Hal-hal gila pernah bermunculan dari benakku. Aku memiliki sepapan CTM dan sepapan Antimo. Bagaimana jika aku menelannya sekaligus pasti keesokan paginya akan keluar buih dari mulutku dan masalah ngeri ini berakhir. Kemudian aku mempunya pisau cukur untuk membentuk alis, dan menggunakan itu untuk memotong nadi? (Sepertinya opsi pertama lebih baik :) ). Dan setelah itu orang-orang akan mengatakan, "Dasar cewek gila, konyol sekali bunuh diri karena cintanya yang tak kesampaian. Dia kira lelaki cuma ada satu, dia tak memikirkan masa depan itu masih panjang, dia tidak ini, dia tidak itu, dia sangat ini, dia sangat itu, dia bla bla bla bla........." Shit. Aku tak peduli kalian mau bilang apa, aku kan sudah mati emang aku bisa tau apa yang kalian omongkan. Hahaha!

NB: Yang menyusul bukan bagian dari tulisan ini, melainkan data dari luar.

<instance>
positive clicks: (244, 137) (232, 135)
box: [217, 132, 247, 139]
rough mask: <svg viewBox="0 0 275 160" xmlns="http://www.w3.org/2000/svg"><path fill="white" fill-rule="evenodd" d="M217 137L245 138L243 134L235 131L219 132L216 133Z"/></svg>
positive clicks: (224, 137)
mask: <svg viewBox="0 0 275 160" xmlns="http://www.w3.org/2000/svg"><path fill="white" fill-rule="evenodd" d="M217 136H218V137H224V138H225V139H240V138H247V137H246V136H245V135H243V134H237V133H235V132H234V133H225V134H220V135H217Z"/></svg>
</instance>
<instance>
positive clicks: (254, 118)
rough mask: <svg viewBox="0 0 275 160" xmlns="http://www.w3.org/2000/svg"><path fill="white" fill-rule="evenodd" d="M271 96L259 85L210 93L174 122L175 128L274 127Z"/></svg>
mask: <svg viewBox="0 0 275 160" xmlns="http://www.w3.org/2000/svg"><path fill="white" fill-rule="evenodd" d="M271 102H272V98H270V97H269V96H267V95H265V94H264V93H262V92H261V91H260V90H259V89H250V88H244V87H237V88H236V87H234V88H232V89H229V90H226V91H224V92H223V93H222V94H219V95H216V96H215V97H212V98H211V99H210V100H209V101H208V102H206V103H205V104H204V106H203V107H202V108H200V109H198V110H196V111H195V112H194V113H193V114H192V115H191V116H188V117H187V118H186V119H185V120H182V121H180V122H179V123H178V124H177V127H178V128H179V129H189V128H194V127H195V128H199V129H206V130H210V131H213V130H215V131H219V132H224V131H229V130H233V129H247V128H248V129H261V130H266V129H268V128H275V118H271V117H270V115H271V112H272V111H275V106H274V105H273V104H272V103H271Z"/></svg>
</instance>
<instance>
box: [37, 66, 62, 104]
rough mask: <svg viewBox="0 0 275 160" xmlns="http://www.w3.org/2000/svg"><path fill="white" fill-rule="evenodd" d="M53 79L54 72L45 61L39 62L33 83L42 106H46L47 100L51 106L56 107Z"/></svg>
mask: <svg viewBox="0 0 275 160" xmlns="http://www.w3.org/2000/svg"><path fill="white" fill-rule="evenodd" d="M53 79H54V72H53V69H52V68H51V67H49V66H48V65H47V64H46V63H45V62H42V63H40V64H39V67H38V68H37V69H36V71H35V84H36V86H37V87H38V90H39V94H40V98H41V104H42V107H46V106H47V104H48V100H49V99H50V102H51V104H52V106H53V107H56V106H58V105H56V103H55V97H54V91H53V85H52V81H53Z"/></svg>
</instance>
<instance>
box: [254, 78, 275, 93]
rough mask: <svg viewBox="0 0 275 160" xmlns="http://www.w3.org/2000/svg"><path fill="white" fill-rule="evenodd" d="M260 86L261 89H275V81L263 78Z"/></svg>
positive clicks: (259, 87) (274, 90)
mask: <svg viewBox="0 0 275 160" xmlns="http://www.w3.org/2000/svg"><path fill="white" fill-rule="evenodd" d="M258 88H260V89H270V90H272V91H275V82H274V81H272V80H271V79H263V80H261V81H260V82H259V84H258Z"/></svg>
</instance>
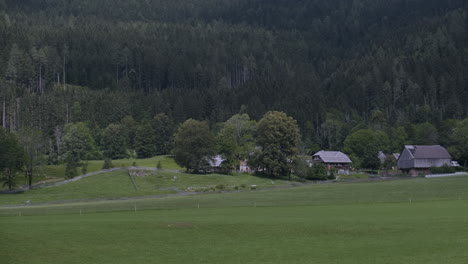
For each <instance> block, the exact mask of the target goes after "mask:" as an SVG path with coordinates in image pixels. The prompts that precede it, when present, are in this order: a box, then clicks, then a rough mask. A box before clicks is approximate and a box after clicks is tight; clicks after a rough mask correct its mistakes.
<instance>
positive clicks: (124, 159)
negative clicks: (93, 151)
mask: <svg viewBox="0 0 468 264" xmlns="http://www.w3.org/2000/svg"><path fill="white" fill-rule="evenodd" d="M159 161H160V162H161V165H162V168H163V169H166V170H180V169H181V167H180V166H179V165H177V163H175V161H174V159H173V158H171V157H170V156H156V157H152V158H148V159H119V160H113V161H112V164H113V165H114V167H130V166H133V164H136V166H141V167H153V168H156V166H157V164H158V162H159ZM87 164H88V167H87V172H93V171H98V170H101V169H102V166H103V165H104V161H103V160H89V161H87ZM80 173H81V172H80ZM44 174H45V176H49V177H57V178H64V177H65V165H64V164H61V165H50V166H45V167H44Z"/></svg>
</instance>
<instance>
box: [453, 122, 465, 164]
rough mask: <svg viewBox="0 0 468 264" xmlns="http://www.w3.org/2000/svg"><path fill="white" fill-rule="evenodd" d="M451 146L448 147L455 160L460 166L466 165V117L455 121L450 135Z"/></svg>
mask: <svg viewBox="0 0 468 264" xmlns="http://www.w3.org/2000/svg"><path fill="white" fill-rule="evenodd" d="M450 141H451V143H452V146H451V147H450V148H449V150H450V151H451V153H452V155H453V156H454V159H455V160H458V162H459V163H460V165H461V166H464V167H467V166H468V119H465V120H463V121H459V122H457V124H456V126H455V128H454V129H453V130H452V134H451V136H450Z"/></svg>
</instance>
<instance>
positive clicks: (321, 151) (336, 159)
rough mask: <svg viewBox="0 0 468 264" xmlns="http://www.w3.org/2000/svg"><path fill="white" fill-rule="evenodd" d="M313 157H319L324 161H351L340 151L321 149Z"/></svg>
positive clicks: (347, 157) (334, 161)
mask: <svg viewBox="0 0 468 264" xmlns="http://www.w3.org/2000/svg"><path fill="white" fill-rule="evenodd" d="M315 157H320V159H321V160H322V161H323V162H324V163H352V161H351V160H350V159H349V158H348V156H346V154H344V153H343V152H340V151H324V150H321V151H319V152H317V153H315V154H314V158H315Z"/></svg>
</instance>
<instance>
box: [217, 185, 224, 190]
mask: <svg viewBox="0 0 468 264" xmlns="http://www.w3.org/2000/svg"><path fill="white" fill-rule="evenodd" d="M216 189H218V190H225V189H226V186H225V185H224V184H218V185H216Z"/></svg>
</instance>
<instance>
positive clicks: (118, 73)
mask: <svg viewBox="0 0 468 264" xmlns="http://www.w3.org/2000/svg"><path fill="white" fill-rule="evenodd" d="M116 69H117V70H116V71H115V72H116V75H117V86H119V64H118V63H117V67H116Z"/></svg>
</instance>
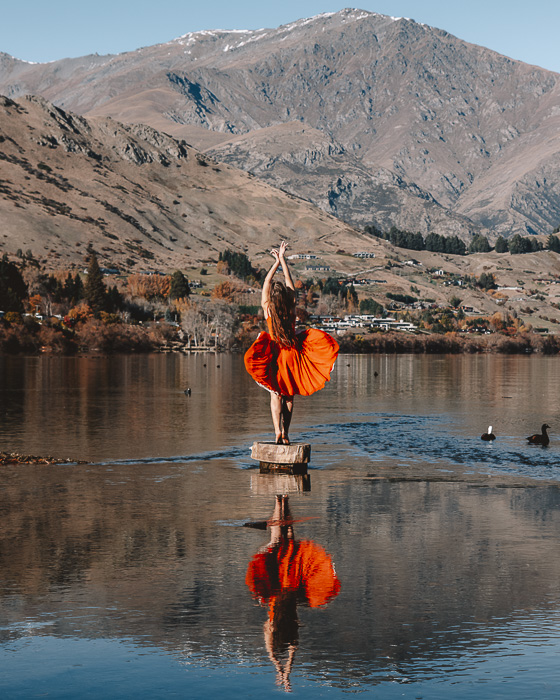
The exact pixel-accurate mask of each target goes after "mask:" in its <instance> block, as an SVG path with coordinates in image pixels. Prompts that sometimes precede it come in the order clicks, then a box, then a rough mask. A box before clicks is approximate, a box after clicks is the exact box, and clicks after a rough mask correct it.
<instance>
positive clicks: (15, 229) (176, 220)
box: [0, 97, 379, 270]
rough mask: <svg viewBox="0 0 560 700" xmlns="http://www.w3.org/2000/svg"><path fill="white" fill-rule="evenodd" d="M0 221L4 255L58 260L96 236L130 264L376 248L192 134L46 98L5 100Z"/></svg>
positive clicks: (48, 262)
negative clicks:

Syukurnya, sampai saat ini aku mampu menahan pikiran-pikiran gilaku. Aku berusaha membayangkan wajah Mamaku yang sangat bangga akan aku dan ya, aku pikir aku bias mencari kegiatan lain yang mampu menenangkanku walaupun setelahnya tetap saja aku merasa menderita. Aku berpaling memainkan Ukulele, bernyanyi sekencang-kencangnya, nonton film kartun, mendengarkan musik, membaca, dll, dll.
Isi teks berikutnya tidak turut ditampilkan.